Da: “ANSA” Roma, 27 aprile 2006
Ripresa da: “Secolo d’Italia”; La Nuova Sardegna”; “L’Unità” del 28 aprile 2006
Cordoglio di Barra all’Arma, all’Esercito, alle famiglie

Anche se ci sarà un ridimensionamento del contingente italiano a Nassiriya, la Croce Rossa Italiana manterrà la sua attuale presenza, che è di 68 operatori (60 uomini del corpo militare, 8 crocerossine): la Cri, insomma, “sarà l’ultima ad andarsene”. Lo ha affermato Massimo Barra, presidente della Cri, a seguito del tragico attentato di questa mattina. Barra, esprimendo “cordoglio e solidarietà” all’Arma, all’ Esercito, alle famiglie delle vittime, ha tenuto a precisare il ruolo dell’organizzazione umanitaria a Nassiriya, dove fra l’altro gestisce, insieme alla sanità militare, l’ospedale da campo. “La Cri – ha precisato – non si tira indietro.

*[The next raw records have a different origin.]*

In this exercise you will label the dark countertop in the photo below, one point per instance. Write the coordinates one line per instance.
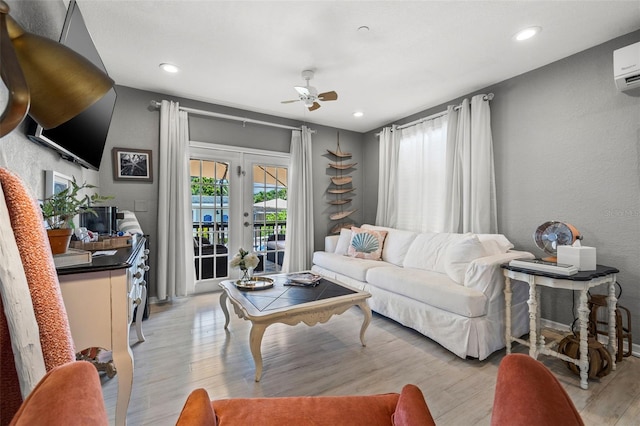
(600, 271)
(123, 259)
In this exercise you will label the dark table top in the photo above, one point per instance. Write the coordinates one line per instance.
(600, 271)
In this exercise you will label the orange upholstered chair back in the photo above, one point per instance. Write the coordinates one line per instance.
(69, 394)
(51, 316)
(527, 393)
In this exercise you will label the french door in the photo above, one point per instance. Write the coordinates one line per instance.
(239, 200)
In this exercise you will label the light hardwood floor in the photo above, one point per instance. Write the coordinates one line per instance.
(187, 348)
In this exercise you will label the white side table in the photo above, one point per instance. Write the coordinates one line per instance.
(582, 282)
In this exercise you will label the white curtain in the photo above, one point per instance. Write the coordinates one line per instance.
(421, 176)
(299, 242)
(470, 181)
(386, 214)
(175, 274)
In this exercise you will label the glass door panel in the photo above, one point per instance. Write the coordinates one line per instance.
(210, 216)
(267, 198)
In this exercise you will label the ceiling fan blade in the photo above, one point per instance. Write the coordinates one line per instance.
(328, 96)
(303, 91)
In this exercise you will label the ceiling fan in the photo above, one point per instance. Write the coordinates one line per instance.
(309, 94)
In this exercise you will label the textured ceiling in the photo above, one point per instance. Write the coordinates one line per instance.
(416, 54)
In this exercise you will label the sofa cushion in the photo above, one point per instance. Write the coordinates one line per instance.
(396, 244)
(428, 251)
(495, 243)
(343, 242)
(366, 243)
(460, 253)
(432, 288)
(345, 265)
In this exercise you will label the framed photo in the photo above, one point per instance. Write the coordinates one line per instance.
(55, 182)
(132, 164)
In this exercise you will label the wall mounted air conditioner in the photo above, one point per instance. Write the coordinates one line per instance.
(626, 67)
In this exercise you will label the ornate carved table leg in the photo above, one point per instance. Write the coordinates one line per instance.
(611, 304)
(140, 312)
(255, 341)
(583, 315)
(225, 310)
(507, 312)
(366, 310)
(533, 313)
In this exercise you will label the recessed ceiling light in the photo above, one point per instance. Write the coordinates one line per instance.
(527, 33)
(169, 68)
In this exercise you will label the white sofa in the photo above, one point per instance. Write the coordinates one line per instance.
(449, 287)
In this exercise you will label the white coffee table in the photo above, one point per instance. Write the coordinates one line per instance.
(290, 305)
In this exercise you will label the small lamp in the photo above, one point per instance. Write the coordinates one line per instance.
(44, 78)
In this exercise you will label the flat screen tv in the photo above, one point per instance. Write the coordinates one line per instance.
(81, 139)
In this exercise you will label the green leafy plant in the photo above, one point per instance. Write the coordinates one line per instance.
(60, 209)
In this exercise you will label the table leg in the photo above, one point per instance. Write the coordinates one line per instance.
(364, 306)
(123, 362)
(255, 341)
(140, 312)
(583, 315)
(533, 314)
(225, 309)
(613, 340)
(507, 312)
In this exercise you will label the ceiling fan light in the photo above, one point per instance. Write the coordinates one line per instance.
(170, 68)
(527, 33)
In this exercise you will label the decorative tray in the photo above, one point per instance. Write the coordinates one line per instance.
(255, 283)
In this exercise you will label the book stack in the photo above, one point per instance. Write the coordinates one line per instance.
(544, 266)
(72, 257)
(303, 279)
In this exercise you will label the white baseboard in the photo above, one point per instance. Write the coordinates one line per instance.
(635, 348)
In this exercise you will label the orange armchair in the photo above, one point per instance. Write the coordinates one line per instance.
(527, 393)
(69, 394)
(406, 408)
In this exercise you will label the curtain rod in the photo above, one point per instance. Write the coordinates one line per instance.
(157, 104)
(436, 115)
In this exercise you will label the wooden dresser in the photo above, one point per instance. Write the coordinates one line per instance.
(100, 299)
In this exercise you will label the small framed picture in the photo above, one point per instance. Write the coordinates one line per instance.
(132, 164)
(55, 182)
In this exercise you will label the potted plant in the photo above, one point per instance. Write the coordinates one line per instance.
(59, 210)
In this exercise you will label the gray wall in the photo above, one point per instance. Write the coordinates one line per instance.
(567, 147)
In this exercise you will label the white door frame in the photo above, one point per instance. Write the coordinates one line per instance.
(241, 162)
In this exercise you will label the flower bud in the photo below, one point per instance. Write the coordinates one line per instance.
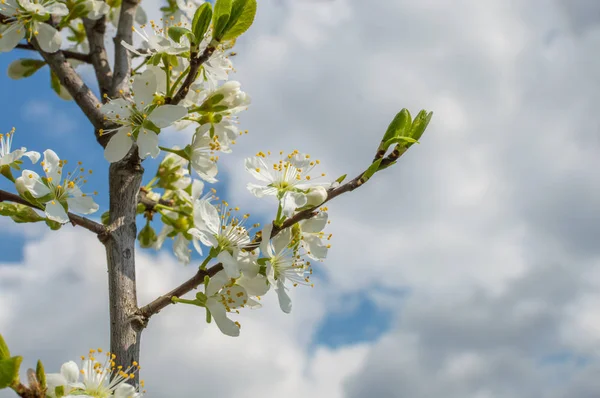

E’ pronta a scattare ed operare nelle situazioni di emergenza e di difficoltà. Abbiamo, nonostante il pericolo, molte richieste di gente disponibile ad andare in Iraq rispetto a quella che utilizziamo. Anche se dovesse esserci un ridimensionamento della presenza militare italiana, la Cri non potrà subire lo stesso ridimensionamento. Esistono infatti degli standard sanitari al di sotto dei quali non si può andare. Noi saremo gli ultimi ad andarcene”. Il presidente, che proprio nei primi giorni di aprile, è andato a Nassiryia a far visita ai suoi uomini ed al contingente militare italiano, ricorda “l’incontro con questi ragazzi che vivono in condizioni difficili in cui operano con grande serietà. Una visita che mi ha fatto essere orgoglioso per quanto sta facendo l’Italia”.